Few writers’ stories take root in the mind with the tenacity of the work of Jorge Luis Borges. An Argentine recognised in his lifetime as one of the most groundbreaking and fascinating literary philosophers around, Borges became director of the National Public Library of Buenos Aires at around the same time as his eyesight left him for good. This cosmic coincidence was registered by the author in typically poetic fashion: “God, who with such splendid irony, | Granted me books and night at one touch.”
It is these sorts of ironies – the dizzying heights of human intellect frustrated by profound and often existential limitations – that recur in Borges’s probing nuggets, which happen to be compulsively readable. They are explored in a way that could have been constructed only by a writer who was, blindness or no blindness, a visionary.
This visionary quality is captured with stunning, poignant clarity by nascent theatre company Idle Motion. The cast of six talented Oxonians, all friends who met at the Cherwell School, perform two loose and interspersed narratives. One is a conventional comic/dramatic story about a book club, and a romance that evolves from within it, while the other is an elliptical, allusive performance of aspects of Borges’s life: his youth, his maturation, his encroaching loss of sight. The main narrative appears unrelated to Borges at first, until the themes – which include a questing engagement with literature, and coping with blindness – make themselves apparent.
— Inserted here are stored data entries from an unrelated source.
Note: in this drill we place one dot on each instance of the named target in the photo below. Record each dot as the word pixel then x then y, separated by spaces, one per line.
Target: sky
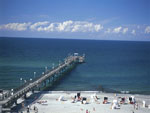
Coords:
pixel 76 19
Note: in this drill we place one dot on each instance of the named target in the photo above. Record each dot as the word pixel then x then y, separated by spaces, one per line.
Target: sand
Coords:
pixel 51 105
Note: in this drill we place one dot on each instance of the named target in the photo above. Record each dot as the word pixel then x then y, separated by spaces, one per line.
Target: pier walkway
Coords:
pixel 49 76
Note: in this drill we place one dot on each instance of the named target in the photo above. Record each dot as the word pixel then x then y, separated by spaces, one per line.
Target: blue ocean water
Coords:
pixel 117 65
Like Borges’s stories, this is a brisk, modest work. Its dedication, resourcefulness, and refusal to impose positivist readings onto its subject (and his subjects) are infused with a passion that puts most big-budget biopics to shame. Dozens of physical books metamorphose before our eyes into skylines, aeroplanes, entire libraries. These books feature cut-outs, inserts, and carefully wrought holes, and are often canvases for powerfully imaginative light displays, which surely could not be topped in their demonstration of the tension between the eternal and the ephemeral: a tension felt by every human, and one explored beautifully in Borges’s writing.
As can be seen from the play’s title, it’s a highly personal interpretation; and yet, again reflecting the work of the Argentine, it manages to be truly universal. The ‘main’ narrative isn’t just about books and their ubiquity: it’s largely about the place of literature in our identity, as a species and as individuals. As trite as this looks written down, Idle Motion use books, puppets, coats, umbrellas, and shadow plays to make this come alive in a beautiful, undeniable way. They make it seem obvious. More importantly, they make it unlikely that anyone who sees the play would not want to go out and buy Labyrinths for Christmas.
One might complain that the play covers few of Borges’s literary and philosophical preoccupations in any depth, but this seems almost churlish. Interestingly, Borges and I appears more concerned with the writer himself than with his work, and as such, given its modest scope, it works. It is an Artistic Achievement. Such is the synchronicity between actors, script, and production design, it isn’t surprising that its four artistic directors – Grace Chapman, Sophie Cullen, Ellie Simpson and Kate Stanley – comprise most of the cast.
The production first found success at the Edinburgh Fringe Festival in 2009, and has doubtless matured since then. It’s a funny, moving work of consummate professionalism, and deserves your time and money. We need more theatre this brainy and hearty.